Moving Averages
When averaging time-series data, you often want to smooth out peaks and valleys. A moving average is an easy way to smooth your data. When I track my weight, for example, I use a 7-day moving average. This smooths out peaks associated with weekends when I might go out to eat and enjoy a beer or two.
The image below shows 25 random data points and a five-point moving average. The points were generated with this Dynamic Array formula in cell B5:
=RANDARRAY(25,,0,10,TRUE)
and the moving average was calculated with this formula in cell C5, filled down to C29:
=IF( COUNT(OFFSET($B5,0,0,-$C$2,1))=$C$2, AVERAGE(OFFSET($B5,0,0,-$C$2,1)), NA() )
When building large, complicated LAMBDA formulas, it has become common to enhance the readability of the formulas with line feeds (use Alt+Enter to insert a line feed in the Formula Bar) and spaces. I find it helps with older formulas as well.
This moving average formula needs to be placed in each row of the moving average range. If it’s in a Table, that’s no big deal, because adding more data will automatically fill the formula into added Table rows.

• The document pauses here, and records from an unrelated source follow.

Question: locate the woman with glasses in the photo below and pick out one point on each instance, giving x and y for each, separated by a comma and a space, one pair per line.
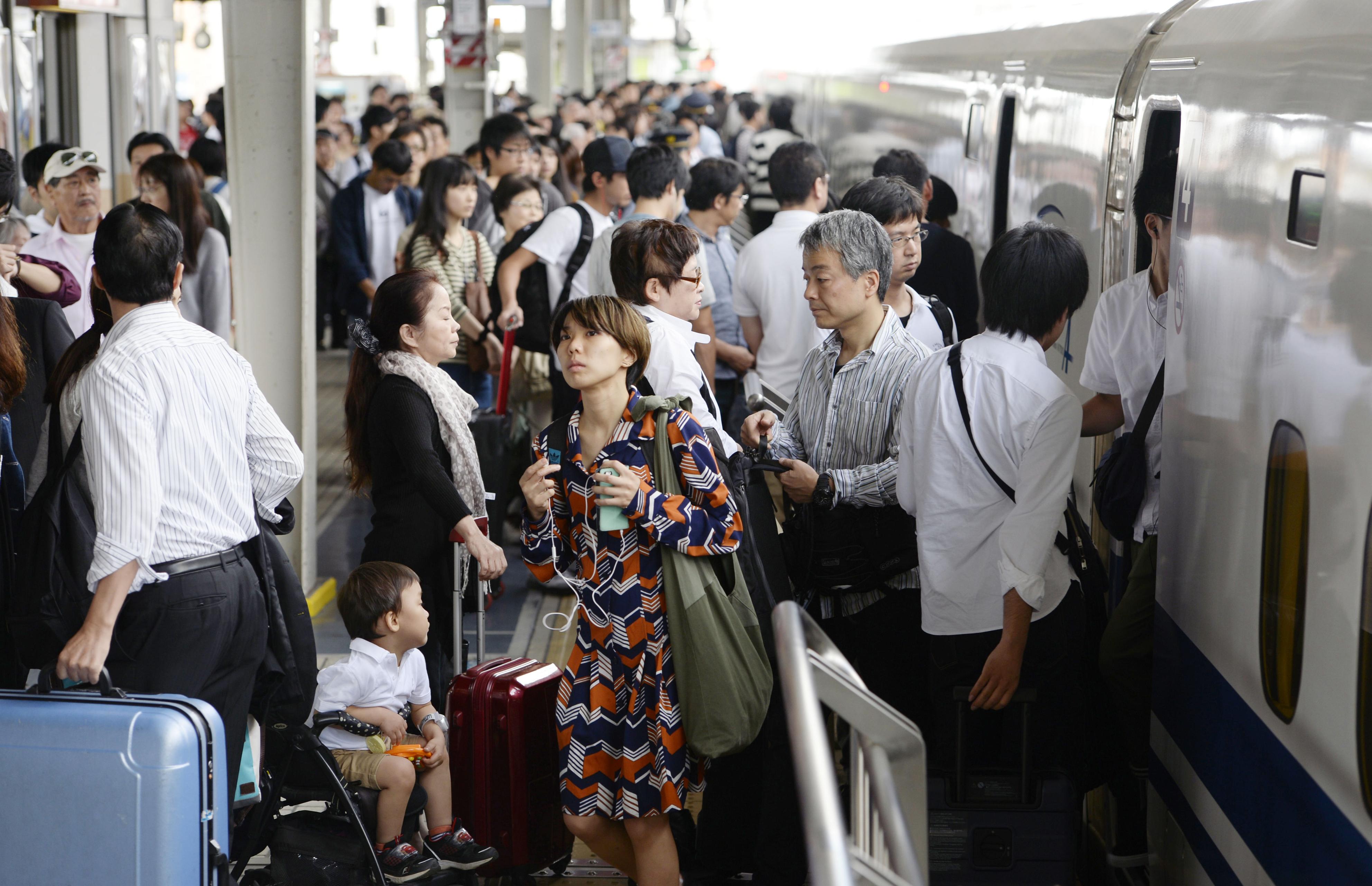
518, 204
655, 266
464, 264
169, 183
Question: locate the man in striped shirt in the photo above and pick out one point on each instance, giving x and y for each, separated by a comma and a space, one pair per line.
184, 454
839, 437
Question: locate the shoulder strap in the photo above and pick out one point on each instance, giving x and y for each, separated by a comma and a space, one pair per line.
584, 248
1150, 409
944, 317
955, 366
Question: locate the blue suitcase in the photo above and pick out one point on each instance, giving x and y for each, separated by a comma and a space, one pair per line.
129, 782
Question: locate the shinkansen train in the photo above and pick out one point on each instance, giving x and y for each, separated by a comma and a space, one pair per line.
1261, 767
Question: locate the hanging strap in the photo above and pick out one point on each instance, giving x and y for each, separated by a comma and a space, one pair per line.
955, 366
1150, 409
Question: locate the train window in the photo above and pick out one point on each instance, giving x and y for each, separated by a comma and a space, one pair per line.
1286, 531
1364, 723
1307, 208
976, 124
1006, 143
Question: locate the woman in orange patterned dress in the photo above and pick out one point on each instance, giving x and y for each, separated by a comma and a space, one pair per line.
623, 750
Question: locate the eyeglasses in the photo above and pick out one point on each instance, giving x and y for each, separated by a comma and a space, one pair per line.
897, 242
68, 157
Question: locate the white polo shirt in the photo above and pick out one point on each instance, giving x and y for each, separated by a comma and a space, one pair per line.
370, 678
975, 543
673, 370
1127, 344
770, 285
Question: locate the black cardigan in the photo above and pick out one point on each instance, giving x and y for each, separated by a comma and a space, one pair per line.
412, 476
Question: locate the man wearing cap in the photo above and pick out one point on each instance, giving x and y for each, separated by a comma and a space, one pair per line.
557, 237
73, 176
697, 108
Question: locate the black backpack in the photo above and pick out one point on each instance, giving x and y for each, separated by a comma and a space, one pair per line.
533, 285
944, 317
57, 542
1123, 476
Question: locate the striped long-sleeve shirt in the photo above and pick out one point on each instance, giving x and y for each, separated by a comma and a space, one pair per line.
846, 423
179, 443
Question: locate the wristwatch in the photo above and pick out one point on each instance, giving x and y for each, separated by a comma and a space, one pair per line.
825, 491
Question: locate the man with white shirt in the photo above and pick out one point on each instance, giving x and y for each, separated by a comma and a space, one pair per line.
656, 268
986, 467
1125, 349
184, 453
563, 239
898, 208
769, 287
73, 176
368, 218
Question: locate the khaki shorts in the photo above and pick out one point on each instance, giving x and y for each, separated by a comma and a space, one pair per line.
360, 766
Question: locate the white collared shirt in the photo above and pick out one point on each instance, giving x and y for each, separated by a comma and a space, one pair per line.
370, 678
975, 543
76, 255
770, 285
673, 369
179, 443
1127, 344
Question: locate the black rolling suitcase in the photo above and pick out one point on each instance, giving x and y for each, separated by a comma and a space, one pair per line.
499, 454
1002, 826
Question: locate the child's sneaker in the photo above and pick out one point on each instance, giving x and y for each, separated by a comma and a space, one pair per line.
457, 849
404, 863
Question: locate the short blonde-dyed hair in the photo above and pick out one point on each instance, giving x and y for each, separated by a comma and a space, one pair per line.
614, 318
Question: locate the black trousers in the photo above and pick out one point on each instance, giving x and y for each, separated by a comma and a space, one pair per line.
1051, 665
202, 635
888, 649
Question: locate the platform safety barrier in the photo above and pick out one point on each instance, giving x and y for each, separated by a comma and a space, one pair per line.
888, 842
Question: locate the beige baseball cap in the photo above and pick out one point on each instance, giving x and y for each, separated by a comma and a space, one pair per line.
68, 161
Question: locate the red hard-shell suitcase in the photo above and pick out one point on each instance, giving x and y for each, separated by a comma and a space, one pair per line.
503, 741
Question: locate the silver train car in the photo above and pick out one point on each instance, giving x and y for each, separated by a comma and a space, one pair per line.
1261, 740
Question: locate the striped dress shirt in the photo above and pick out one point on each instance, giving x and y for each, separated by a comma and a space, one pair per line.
179, 443
846, 423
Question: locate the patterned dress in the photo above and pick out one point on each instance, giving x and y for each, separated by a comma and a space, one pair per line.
623, 749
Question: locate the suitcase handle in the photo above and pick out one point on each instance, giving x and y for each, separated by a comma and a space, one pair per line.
103, 685
962, 696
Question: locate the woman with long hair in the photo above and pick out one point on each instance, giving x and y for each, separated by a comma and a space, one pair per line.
408, 440
464, 264
551, 167
169, 183
625, 759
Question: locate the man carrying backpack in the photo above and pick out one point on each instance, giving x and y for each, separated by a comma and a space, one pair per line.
1124, 363
562, 242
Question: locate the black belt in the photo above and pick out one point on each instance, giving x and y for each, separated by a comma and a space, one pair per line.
205, 561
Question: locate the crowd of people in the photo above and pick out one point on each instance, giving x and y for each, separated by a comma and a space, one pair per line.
653, 248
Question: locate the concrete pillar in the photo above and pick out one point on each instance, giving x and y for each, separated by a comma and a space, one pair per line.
578, 43
464, 89
269, 105
538, 51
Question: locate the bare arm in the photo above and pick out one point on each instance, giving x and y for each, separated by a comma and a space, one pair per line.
1101, 415
706, 352
752, 331
508, 282
1001, 675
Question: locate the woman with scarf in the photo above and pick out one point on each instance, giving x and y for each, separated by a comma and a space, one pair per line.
408, 439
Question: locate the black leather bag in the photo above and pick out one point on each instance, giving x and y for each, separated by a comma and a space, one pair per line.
57, 542
1123, 476
849, 550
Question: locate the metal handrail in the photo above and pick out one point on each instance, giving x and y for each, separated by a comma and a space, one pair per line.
890, 845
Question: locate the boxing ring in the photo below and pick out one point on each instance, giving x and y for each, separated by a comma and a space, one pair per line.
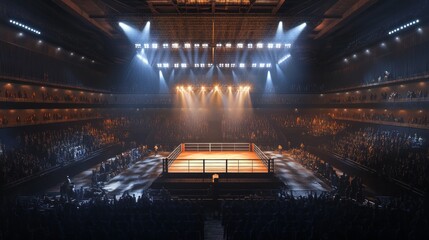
217, 158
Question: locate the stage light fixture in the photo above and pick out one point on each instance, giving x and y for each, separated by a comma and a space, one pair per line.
24, 26
284, 58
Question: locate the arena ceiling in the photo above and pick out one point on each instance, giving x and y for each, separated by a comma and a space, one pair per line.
91, 26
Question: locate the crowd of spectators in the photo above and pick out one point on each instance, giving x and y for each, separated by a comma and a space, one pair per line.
253, 128
416, 119
391, 153
46, 117
343, 185
314, 125
114, 166
45, 148
322, 217
43, 95
126, 217
393, 95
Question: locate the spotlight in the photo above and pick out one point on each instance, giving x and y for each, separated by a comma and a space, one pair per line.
284, 58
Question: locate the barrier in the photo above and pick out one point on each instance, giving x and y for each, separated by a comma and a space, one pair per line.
262, 165
268, 162
218, 166
209, 147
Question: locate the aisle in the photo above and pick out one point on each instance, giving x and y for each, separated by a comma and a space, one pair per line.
296, 177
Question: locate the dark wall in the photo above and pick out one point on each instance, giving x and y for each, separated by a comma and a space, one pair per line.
402, 58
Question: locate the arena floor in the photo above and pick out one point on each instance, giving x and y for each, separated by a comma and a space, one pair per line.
215, 162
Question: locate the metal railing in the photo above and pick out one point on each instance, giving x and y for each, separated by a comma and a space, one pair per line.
268, 162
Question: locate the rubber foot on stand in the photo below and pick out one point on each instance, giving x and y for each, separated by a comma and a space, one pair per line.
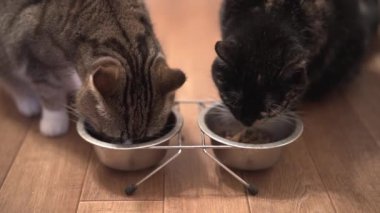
252, 190
130, 190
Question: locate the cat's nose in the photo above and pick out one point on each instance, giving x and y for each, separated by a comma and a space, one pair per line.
247, 121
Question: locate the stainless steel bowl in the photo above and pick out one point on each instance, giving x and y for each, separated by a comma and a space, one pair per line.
131, 157
215, 123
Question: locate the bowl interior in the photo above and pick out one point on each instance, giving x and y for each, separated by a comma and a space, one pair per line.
172, 127
216, 121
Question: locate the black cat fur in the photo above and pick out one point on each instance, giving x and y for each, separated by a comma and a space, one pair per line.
274, 53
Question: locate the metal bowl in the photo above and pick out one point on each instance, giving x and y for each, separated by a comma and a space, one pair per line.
132, 157
248, 156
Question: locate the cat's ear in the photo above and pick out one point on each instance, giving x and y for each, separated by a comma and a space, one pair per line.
227, 51
171, 80
106, 76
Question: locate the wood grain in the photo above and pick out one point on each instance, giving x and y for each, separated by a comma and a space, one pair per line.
195, 183
334, 167
120, 207
292, 185
345, 154
107, 184
364, 95
47, 175
13, 128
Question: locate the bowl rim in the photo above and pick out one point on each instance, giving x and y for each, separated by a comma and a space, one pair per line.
98, 143
299, 127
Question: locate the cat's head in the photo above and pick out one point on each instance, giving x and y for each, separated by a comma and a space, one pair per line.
262, 75
121, 105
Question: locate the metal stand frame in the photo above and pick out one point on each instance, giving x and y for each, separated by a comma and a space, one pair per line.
251, 189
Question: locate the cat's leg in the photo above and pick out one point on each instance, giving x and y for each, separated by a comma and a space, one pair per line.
26, 100
53, 94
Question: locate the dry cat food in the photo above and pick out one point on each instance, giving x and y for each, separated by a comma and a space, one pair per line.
252, 136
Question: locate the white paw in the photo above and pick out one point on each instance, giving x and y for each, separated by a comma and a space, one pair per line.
54, 123
28, 106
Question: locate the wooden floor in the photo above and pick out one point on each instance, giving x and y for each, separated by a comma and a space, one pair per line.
334, 167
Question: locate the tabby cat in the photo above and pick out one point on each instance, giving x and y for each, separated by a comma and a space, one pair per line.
274, 52
105, 48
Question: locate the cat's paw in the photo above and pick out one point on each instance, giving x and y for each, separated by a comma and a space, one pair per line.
28, 106
54, 123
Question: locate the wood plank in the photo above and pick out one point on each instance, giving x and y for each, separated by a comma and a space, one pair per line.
364, 95
292, 185
120, 207
47, 175
345, 154
107, 184
13, 128
195, 183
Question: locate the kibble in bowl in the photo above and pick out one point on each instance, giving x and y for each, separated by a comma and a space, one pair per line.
256, 148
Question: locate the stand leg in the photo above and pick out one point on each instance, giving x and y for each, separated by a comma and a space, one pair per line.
252, 190
130, 190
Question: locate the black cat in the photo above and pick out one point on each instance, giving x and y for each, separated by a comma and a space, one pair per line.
274, 52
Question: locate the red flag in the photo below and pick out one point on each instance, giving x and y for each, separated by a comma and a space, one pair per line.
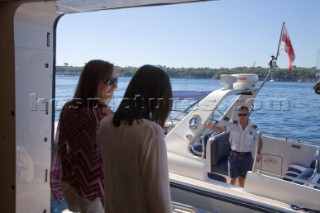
287, 46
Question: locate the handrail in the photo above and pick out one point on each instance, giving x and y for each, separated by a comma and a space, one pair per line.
292, 139
183, 208
261, 171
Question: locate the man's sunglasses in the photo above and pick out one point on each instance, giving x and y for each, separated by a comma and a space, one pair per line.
242, 115
111, 81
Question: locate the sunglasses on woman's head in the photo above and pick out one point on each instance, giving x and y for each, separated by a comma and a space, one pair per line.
111, 81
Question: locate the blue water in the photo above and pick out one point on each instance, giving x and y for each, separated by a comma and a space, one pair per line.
285, 108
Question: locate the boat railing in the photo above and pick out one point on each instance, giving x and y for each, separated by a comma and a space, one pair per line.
291, 139
286, 177
183, 208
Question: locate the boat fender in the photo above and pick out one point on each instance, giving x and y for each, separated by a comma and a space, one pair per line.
194, 121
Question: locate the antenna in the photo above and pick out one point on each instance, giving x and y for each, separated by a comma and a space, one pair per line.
280, 41
254, 63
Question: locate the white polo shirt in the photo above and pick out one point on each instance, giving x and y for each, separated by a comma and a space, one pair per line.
242, 140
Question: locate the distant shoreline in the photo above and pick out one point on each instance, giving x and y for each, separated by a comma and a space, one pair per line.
299, 74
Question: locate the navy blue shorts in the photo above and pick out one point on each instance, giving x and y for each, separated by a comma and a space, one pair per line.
239, 164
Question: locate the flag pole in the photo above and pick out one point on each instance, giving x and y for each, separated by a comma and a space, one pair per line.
280, 41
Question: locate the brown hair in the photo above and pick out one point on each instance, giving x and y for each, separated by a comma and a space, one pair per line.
94, 73
148, 96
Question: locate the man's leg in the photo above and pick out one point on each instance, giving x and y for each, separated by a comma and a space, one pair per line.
241, 181
233, 167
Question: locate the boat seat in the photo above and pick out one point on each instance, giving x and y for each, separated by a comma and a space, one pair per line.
294, 171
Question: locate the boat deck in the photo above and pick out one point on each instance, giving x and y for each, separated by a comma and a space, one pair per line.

But the data was the result of a Dynamic Array formula in just cell B5, and the output spilled down as far as the formula required. It would be nice to build a Dynamic Array formula for moving average which is written just in cell C5 but spills down as far as the Dynamic Array it averages.
There are many formulas you can use to calculate a moving average, using variations of INDEX and OFFSET formulas. Incidentally, if you don’t need the moving average values in the worksheet, you can use an Excel chart’s trendline feature to display the moving average.
Internet Search for Dynamic Array Moving Average
I tried my hand at writing my own formula and got stuck almost immediately. I searched Bingle to see what I could find.
I found a lot of possible answers. The ones that seemed easy didn’t work. The ones that worked were very complicated, and I really didn’t understand them very well. I finally settled on one from Lambda Moving Average – calculate rolling sum in Excel (and much more). The original version of this function included a parameter that lets you choose whether to calculate a moving average or other moving statistical functions. I cleaned out all the other functions and was left with the moving average below:
=LAMBDA(x,window, LET( _x, x, _w, window, _thk, LAMBDA(x, LAMBDA(x)), _fn, _thk(LAMBDA(x, AVERAGE(x))), _i, SEQUENCE(ROWS(x)), _s, SCAN( 0, _i, LAMBDA(a, b, IF(b < _w, NA(), _thk(MAKEARRAY(_w, 1, LAMBDA(r, c, INDEX(_x, b - _w + r)))))) ), _out, SCAN(0, _i, LAMBDA(a, b, _fn()(INDEX(_s, b, 1)()))), _out ) )
As I said, it works fine, but I don’t really understand how it works. I’m reluctant to include it in a project for a client if I don’t grok it, but I’ve implemented it in some of my own workbooks. It seems to run slowly, probably because for each element of the original array, it generates a subset of that array to calculate an average. For an array with hundreds of points, that adds up to hundreds of smaller arrays.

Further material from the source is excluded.